For what it is worth, page the La Fonera is still one of the better deals on basic embedded systems on the internet. I have looked at it before and shelved it for quite some time until I needed it again for a prank (open wifi, side effects http redirection, malady etc). The available documentation, at the time of writing, is a bit spotty but one can gather enough information to build and test firmware based on the OpenWRT project. This guide will hopefully illustrate the complete process from the very start to actually running the custom firmware.

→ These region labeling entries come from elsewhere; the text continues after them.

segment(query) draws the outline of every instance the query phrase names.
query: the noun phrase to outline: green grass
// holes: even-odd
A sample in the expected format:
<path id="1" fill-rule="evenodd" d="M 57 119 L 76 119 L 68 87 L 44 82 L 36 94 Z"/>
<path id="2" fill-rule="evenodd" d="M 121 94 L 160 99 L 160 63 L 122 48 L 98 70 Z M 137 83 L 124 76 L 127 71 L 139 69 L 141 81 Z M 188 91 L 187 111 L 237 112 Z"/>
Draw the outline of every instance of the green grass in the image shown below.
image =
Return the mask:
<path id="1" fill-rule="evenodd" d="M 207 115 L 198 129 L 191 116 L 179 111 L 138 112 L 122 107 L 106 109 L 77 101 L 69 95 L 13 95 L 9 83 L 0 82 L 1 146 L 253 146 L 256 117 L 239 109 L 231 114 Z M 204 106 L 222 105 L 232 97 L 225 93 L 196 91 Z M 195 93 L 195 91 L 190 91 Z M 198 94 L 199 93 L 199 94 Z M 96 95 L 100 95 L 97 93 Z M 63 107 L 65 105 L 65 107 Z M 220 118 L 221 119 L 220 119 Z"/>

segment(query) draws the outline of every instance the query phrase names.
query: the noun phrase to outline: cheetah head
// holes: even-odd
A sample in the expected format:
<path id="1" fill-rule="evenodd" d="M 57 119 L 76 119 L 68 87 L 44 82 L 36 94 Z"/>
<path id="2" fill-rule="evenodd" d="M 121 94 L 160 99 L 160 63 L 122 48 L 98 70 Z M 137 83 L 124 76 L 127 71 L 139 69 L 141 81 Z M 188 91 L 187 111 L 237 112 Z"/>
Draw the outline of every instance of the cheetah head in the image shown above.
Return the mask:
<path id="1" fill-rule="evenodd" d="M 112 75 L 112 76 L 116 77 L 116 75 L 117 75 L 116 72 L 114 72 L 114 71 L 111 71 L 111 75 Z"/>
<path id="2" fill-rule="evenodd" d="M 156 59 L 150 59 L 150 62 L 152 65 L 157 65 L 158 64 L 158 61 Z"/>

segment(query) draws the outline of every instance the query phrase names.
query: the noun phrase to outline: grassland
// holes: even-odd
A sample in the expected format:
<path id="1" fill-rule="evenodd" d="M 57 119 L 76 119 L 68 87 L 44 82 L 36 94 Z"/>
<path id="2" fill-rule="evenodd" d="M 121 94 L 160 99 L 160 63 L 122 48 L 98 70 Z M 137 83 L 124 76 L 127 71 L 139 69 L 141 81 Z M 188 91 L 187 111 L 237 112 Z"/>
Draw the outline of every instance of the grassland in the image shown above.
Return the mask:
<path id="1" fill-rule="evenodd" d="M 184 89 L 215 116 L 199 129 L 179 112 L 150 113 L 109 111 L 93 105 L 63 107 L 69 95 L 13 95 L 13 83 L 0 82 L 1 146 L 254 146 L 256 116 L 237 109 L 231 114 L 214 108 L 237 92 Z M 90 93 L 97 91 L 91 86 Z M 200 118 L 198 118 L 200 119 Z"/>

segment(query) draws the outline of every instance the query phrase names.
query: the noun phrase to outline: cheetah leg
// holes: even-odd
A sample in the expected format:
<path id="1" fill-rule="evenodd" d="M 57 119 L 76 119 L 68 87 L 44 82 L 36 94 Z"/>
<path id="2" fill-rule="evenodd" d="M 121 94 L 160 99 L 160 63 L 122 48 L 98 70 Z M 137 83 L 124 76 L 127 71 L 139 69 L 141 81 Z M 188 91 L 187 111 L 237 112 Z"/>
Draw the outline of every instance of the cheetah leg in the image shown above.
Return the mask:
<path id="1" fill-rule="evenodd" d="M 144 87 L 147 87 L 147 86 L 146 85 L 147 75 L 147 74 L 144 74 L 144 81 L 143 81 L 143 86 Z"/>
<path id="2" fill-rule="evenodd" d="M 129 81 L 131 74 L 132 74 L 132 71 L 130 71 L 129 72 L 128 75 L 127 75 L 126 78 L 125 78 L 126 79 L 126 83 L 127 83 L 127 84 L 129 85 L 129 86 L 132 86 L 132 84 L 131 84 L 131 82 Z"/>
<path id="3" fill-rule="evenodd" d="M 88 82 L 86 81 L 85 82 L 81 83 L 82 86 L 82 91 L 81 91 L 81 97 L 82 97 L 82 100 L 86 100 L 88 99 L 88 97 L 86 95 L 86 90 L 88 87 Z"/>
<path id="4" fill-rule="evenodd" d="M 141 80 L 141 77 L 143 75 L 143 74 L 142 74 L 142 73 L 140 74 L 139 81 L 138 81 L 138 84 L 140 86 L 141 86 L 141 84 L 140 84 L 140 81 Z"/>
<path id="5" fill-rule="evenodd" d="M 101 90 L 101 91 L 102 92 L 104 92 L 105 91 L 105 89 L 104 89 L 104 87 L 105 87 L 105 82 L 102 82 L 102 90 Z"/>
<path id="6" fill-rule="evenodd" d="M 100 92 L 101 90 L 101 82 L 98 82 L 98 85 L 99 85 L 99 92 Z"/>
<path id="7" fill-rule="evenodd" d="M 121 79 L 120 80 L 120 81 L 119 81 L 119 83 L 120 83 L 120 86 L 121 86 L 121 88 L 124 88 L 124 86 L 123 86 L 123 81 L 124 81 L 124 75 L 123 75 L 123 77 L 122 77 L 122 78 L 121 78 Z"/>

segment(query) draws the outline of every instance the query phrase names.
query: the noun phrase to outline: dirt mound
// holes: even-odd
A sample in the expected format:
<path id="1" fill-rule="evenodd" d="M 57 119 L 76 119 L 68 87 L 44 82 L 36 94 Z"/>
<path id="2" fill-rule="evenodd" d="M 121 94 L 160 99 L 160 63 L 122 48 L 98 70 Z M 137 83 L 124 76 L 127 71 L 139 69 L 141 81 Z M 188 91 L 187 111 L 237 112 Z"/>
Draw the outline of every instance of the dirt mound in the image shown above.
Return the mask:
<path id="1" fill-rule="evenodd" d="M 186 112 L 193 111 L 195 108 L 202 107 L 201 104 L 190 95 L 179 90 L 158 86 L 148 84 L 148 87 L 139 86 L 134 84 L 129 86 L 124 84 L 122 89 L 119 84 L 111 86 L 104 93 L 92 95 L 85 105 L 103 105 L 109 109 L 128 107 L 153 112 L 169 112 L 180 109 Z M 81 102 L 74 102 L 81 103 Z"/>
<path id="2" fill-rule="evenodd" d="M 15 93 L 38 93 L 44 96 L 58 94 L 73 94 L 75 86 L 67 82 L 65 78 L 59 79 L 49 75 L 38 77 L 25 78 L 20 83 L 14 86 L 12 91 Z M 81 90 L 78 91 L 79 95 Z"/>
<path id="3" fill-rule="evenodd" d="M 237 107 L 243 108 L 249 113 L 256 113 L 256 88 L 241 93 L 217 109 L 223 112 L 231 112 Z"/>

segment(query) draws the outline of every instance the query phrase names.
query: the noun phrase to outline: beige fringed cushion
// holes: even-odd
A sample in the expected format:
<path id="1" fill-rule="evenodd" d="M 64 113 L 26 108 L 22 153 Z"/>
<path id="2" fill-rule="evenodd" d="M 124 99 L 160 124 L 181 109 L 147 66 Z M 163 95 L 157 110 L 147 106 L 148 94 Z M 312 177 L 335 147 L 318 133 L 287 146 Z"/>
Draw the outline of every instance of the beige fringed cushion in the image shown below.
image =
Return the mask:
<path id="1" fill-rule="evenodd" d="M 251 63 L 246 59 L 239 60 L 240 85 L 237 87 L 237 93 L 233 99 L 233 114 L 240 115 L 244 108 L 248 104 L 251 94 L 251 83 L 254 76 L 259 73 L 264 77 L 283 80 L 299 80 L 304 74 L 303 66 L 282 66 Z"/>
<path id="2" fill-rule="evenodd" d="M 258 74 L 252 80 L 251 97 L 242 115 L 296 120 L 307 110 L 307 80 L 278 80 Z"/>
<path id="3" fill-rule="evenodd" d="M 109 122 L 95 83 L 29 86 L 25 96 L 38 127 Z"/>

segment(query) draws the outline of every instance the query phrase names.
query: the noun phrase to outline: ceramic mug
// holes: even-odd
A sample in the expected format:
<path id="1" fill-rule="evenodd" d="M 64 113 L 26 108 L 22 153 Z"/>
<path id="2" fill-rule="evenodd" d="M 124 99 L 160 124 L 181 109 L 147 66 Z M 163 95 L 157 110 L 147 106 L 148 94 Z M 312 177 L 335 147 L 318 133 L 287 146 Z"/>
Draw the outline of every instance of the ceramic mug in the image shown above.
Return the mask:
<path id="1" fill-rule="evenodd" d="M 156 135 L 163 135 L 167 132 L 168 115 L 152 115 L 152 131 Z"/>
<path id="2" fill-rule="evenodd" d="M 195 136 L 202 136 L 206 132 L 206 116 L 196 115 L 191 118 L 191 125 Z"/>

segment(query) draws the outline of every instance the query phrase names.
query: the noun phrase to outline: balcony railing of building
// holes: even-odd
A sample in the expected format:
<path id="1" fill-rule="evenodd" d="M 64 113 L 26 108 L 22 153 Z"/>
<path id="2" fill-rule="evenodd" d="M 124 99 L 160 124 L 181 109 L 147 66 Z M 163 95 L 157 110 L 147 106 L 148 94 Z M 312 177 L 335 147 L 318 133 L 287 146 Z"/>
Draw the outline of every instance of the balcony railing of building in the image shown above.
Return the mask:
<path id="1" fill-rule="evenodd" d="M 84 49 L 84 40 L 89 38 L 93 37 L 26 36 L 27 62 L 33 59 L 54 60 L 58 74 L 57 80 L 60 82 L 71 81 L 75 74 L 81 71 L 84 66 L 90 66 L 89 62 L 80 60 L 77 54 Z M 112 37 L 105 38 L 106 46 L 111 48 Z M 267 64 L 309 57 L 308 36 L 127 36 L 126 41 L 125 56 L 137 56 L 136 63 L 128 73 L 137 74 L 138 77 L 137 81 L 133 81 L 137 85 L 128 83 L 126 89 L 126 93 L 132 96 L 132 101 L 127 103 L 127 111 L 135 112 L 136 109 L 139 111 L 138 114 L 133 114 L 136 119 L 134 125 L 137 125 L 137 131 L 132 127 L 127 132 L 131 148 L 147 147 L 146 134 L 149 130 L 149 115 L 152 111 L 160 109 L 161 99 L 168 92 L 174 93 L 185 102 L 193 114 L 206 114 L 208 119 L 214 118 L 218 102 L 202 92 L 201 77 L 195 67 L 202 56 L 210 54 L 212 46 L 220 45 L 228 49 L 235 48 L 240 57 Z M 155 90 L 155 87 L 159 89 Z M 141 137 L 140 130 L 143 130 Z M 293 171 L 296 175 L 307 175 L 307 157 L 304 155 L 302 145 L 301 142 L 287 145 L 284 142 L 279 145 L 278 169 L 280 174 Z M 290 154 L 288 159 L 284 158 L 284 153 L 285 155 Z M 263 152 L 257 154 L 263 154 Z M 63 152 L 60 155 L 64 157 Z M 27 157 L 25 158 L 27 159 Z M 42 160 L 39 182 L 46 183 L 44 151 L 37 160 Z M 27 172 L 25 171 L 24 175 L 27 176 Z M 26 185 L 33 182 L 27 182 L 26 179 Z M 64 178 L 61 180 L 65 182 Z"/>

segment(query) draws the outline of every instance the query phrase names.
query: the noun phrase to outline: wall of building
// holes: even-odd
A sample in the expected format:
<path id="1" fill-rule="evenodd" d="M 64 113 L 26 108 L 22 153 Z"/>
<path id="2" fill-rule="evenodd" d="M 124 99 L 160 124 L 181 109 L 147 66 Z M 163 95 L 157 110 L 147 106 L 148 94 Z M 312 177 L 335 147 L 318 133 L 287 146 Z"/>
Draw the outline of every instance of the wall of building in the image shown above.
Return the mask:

1. Setting up the build enviornment
Our build target is a Linux system, so naturally it would make sense to have a Linux system to build our firmware. If you have access to a system with ~4GB of free storage, then you are set, otherwise we will have to set one up. It was easiest for me to simply use VMware Server (free with registration) to install a Debian system (get the CD1 iso here). I installed just the most basic release and added what I needed using “apt-get install <package>” once the system came online. The packages that I added were: gcc, binutils, patch, bzip2, flex, bison, make, gettext, pkg-config, unzip, libz-dev, toolchain-source, autoconf, build-essential, wget, ssh, ncurses-dev, gawk. At this point, the system should be ready to build the firmware.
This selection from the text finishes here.